Girls get down and derby with Rockin’ Rollers

Most 11-year-old girls are focused on the newest fashion and how to do their makeup. What to wear and which earrings go with which skirt.

The 11-year-old derby girls rock skirts too but their skirts come with ripped tights and kneepads. Bruised legs and sore bodies are the struggle for derby girls.

The minimum requirement to join the West Kentucky Rockin’ Rollers (WKRR) is being able to skate 25 laps in five minutes or less.

Roller derby girls play hard. They are like football players on wheels. The second member of the team hits the floor and then up the next is another member of the team.

A competition in roller derby is called a bout. The way roller derby is played is simple. Five girls from each team take the floor. Four girls on each team will play defense they are called the pack. These girls use their bodies to create a wall in an attempt to block the jammer. The jammer is the offensive fifth player. She is  marked with a star on her helmets. Their main goal is to break the pack up and destroy the defense. When they do that they get to do a victory lap around the track while the pack sets up for her return.

The excitement on their faces when the jammers do break through the pack is clear. The crowd erupted every time.

The team is led by President Kiaya ‘Kaze’ Young. She started playing in January of 2011 when she was a senior in high school. She said she had seen roller derby in her town and became interested. The Radio Active City Roller girls were the team that first caught her interest when she saw some of their games.

“I first thought ‘oh no I can’t do that­– it’s crazy,’” Young said.

When she found out that an old friend had created her own team called the WKRR she went out to see them at their beginner’s camp. Young went out and tried it for the first time and immediately fell in love with the sport.

Young plays with the adult West Kentucky Rockin’ Rollers. She has been running the youth team since March of 2012.

“We play flat track. There is something called banked track but you don’t get as many good hits with banked. It’s kind of like a race with obstacles. As the jammers are trying to get through, you’re trying to help your team and at the same time trying to stop the other one. It’s like playing offense and defense at the same time,” Young said.

The WKRR team has skaters from all skill levels ranging from age four to 18. The WKRR girls play on a flat track instead of the banked track which has raised edges.
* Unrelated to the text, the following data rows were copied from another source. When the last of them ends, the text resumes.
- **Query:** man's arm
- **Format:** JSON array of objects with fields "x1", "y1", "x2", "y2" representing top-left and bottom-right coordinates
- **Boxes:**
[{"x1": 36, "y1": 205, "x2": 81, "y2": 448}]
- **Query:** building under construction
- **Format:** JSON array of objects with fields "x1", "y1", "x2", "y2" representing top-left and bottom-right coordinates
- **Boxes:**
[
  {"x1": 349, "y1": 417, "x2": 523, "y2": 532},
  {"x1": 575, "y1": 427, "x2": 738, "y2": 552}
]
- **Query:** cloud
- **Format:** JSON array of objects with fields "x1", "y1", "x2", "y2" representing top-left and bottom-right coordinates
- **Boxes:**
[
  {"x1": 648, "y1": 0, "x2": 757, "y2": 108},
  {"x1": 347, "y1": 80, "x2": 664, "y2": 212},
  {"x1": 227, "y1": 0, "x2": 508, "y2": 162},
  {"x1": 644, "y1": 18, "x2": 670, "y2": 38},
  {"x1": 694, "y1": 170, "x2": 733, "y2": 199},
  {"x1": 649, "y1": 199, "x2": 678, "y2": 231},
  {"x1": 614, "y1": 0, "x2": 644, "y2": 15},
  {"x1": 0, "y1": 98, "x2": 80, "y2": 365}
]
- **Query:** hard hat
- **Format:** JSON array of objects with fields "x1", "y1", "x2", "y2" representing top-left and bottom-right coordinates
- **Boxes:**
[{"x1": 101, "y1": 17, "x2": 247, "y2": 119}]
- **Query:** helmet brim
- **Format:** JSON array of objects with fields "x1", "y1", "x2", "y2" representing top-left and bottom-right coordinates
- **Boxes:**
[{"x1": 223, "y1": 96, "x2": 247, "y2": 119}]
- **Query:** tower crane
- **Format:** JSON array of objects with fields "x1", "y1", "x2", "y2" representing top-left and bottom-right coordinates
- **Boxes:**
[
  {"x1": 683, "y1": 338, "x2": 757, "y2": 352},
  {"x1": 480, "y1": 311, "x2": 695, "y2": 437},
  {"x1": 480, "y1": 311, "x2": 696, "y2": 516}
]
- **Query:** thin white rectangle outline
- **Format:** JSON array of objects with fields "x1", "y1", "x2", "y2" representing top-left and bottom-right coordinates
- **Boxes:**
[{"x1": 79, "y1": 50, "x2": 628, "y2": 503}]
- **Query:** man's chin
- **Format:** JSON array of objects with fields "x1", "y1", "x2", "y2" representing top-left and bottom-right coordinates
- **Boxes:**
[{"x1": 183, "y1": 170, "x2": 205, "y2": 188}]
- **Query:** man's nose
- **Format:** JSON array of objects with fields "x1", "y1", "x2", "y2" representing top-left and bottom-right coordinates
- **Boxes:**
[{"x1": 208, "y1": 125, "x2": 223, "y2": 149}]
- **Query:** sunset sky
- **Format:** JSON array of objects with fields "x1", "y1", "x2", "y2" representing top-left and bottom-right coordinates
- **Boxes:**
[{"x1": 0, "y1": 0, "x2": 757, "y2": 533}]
Once you become a member of a Roller Derby team, it is tradition to be given a “derby”
name. A few names from last weekend’s scrimmage included Terminator, J.K Rolling, Sugar Bear and Blue.
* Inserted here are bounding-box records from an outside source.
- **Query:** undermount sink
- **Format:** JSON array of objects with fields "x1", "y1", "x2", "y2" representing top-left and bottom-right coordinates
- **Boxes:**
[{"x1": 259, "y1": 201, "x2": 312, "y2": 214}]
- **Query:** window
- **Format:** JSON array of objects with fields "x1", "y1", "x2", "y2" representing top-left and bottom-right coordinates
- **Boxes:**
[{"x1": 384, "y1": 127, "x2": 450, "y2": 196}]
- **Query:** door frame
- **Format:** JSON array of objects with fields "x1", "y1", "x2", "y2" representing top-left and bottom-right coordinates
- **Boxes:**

The WKRR is a nonprofit organization that works to support locally—owned businesses and local charities. In order to have funding, the WKRR host events such as car washes and bake sales to help. The group also uses this money to fund travel and participation at their regional competition.

To the young girls that participate in roller derby it’s not just about winning, it’s about building confidence and friendships.
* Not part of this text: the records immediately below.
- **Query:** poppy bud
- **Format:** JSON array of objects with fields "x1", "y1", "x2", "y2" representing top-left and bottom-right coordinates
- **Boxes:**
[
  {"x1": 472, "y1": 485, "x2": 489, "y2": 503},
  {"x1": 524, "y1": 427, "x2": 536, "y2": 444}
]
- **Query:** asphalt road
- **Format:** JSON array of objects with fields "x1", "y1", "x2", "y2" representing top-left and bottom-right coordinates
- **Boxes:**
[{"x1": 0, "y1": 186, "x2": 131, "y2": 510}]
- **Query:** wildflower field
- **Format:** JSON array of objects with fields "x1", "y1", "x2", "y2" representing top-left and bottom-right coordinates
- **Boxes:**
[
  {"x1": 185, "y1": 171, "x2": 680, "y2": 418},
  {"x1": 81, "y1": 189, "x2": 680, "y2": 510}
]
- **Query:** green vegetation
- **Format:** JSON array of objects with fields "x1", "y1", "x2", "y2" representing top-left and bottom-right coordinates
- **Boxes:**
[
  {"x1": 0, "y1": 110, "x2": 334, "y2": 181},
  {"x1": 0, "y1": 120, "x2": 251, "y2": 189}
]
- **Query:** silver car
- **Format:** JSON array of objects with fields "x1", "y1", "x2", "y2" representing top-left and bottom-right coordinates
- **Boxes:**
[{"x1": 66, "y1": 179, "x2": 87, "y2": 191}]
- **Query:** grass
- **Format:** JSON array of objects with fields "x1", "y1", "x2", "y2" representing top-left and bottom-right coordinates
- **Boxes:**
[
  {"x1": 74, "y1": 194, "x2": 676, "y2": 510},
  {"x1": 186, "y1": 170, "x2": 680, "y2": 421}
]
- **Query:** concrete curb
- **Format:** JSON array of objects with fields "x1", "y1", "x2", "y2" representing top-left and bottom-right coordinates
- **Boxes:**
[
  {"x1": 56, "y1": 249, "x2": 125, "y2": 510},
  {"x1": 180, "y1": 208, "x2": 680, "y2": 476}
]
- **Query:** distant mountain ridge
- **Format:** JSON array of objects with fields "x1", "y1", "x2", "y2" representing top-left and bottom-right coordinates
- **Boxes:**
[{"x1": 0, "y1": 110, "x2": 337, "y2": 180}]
The WKRR team practice every week for two hours a day. The Kingsway Skateland is their home rink where they schedule.

Last Sunday the WKRR hosted a scrimmage at Kingsway Arena. Three teams were present: the Battle Diva’s from River City, the Central, Ky. The Roller Derby Team from Lexington, Ky., and the WKRR.

“As a team the WKRR will get experience working well with other kids,” said Young.

A normal game consists of two 30-minute halves but this weekend’s scrimmage was a bit different.

The bout started with the WKRR and Central teams as they played for 30 minutes, then in the final the winner played the Battle Divas.

After all three teams had played each other the coaches slip the three teams into two teams by giving them either a black shirt or a white one. All the other matches had been very aggressive but this one was the most hard core.

“We wanted the kids in the area to be able to play roller derby,” Young said. “It was a small movement but we had a great turnout.”

Young has a coaching staff of four others that assist her in running the team. There is a head coach, a bench coach, beginners coach and two other coaches that assist as needed.